Colorado Politics

Appeals court says Jeffco erred, reins in tax assessors’ ability to correct values

Because state law does not authorize county assessors to correct any type of error at any time in their property tax valuations, the Court of Appeals on Thursday voided a car wash owner’s revised property value that was nearly triple Jefferson County’s original estimate.

A three-judge panel for the Court of Appeals rejected Jeffco’s argument that county assessors have broad authority under the state constitution to arrive at a uniform property tax valuation. Instead, the panel found the law does not allow for corrections after the legal deadline for property that the assessor mistakenly undervalued.

 “We believe the decision will preclude county assessors from attempting to increase property values after the statutory deadline,” said Mark W. Gerganoff, the attorney for property owner Yen, LLC. He said the panel’s decision meant significant savings for his client: $4,696 for the 2017 tax year and $5,343 for 2018.

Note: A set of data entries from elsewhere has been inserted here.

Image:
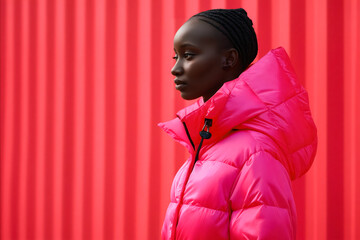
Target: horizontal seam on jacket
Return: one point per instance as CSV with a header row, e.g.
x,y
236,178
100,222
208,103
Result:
x,y
240,169
219,210
203,160
304,146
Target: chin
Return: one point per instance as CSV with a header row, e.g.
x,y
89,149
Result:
x,y
188,96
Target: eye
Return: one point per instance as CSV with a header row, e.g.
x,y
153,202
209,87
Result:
x,y
188,55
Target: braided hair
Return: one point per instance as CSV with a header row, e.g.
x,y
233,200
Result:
x,y
237,27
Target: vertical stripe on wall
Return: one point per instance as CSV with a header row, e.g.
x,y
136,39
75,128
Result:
x,y
84,83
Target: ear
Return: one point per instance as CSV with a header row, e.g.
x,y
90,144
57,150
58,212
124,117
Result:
x,y
230,58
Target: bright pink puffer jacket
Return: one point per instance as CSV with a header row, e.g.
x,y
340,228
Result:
x,y
262,137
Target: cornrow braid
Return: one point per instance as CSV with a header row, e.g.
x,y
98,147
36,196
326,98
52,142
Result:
x,y
237,27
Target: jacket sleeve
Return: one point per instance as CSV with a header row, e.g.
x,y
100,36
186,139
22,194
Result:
x,y
262,203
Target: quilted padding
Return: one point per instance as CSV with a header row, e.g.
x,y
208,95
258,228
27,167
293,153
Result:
x,y
263,136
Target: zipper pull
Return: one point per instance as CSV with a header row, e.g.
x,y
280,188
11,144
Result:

Yen, LLC, the owner of a four-bay, self-service car wash received a notice from the Jefferson County assessor showing a property valuation of $99,715 in 2017. But afterward – and beyond the deadline in state law – the assessor mailed a second notice with a corrected value. The assessor now claimed the value was nearly $300,000.

Yen argued the assessor did not have the legal authority to issue a second notice after the deadline. The state’s Board of Assessment Appeals agreed and voided the notice. Although there are provisions in the law for changing the value, Yen’s situation did not fall into those categories.

“We agree that the county’s error will result in Yen paying less taxes than the county believes Yen owes for the tax year at issue,” wrote Judge Michael H. Berger for the panel in upholding the board’s ruling. But those consequences “do not permit us to rewrite the statute’s clear language.”

Lisa Frizell, president of the Colorado Assessors’ Association and the assessor for Douglas County, said she did not envision the ruling would have substantial impacts to counties’ property tax revenues because of the rarity of this situation.

“What Jefferson County chose to do with sending out a corrected notice of value is not common practice in the assessor community,” she said.

According to the timeline laid out in state law, assessors have until May 1 of each year to mail notices of valuation for residential and non-residential property. The actual value of the property is multiplied by an assessment rate to arrive at an assessed value, for which the tax rates of various taxing authorities (like counties or school districts) apply.

Property owners have the month of May to file protests to the valuation, and can appeal that decision to the county’s board of equalization. Afterward, the assessor compiles an assessment roll that lists all of the taxes due on taxable property in the county. State law allows for the assessor to correct “errors in the assessment roll” at any time before the treasurer receives the final tax bill.

Assistant Jefferson County Attorney Rebecca Klymkowsky argued to the Court of Appeals that assessors have a constitutional duty to determine a property’s actual value.

“Is it your position that the county can change the assessed valuation at any time for any reason?” asked Berger at oral argument.

“Certainly I think the assessor can make early corrections to the value,” she responded.

However, Jeffco’s argument was doomed by the fact that there was no assessment roll created at the time the assessor made the correction. The panel recognized their decision meant that the proactive identification of an error is disallowed under the law, but the judges ultimately found there was simply no legal authorization for the assessor to fix the value under the general constitutional powers.

“What you’re saying is absent a taxpayer protest,” summarized Judge David J. Richman, “the assessor cannot change the evaluation sent out on May 1 … until the valuation shows up on an assessment roll.”

“That is our position,” said Gerganoff, representing Yen, LLC.

Gerganoff said on Thursday that he is aware of 16 other instances across multiple counties where taxpayers received a second notice of their property’s value.

“We maintain that a county’s asserted value of property is not gospel; it is an opinion of value only.  Nothing more – unless the taxpayer does not challenge it,” he said. “The unwary taxpayer, the taxpayer that does not challenge the county’s asserted value timely, will find that the county value will be the value used to calculate the taxpayer’s taxes whether the value is right or wrong.”

The case is Yen, LLC v. Jefferson County Board of County Commissioners.

Correction: Property owners have the month of May to file valuation protests.

Lisa Frizell, president of the Colorado Assessors’ Association and the assessor for Douglas County, said she did not envision the ruling would have substantial impacts to counties’ property tax revenues because of the rarity of this situation.

“What Jefferson County chose to do with sending out a corrected notice of value is not common practice in the assessor community,” she said.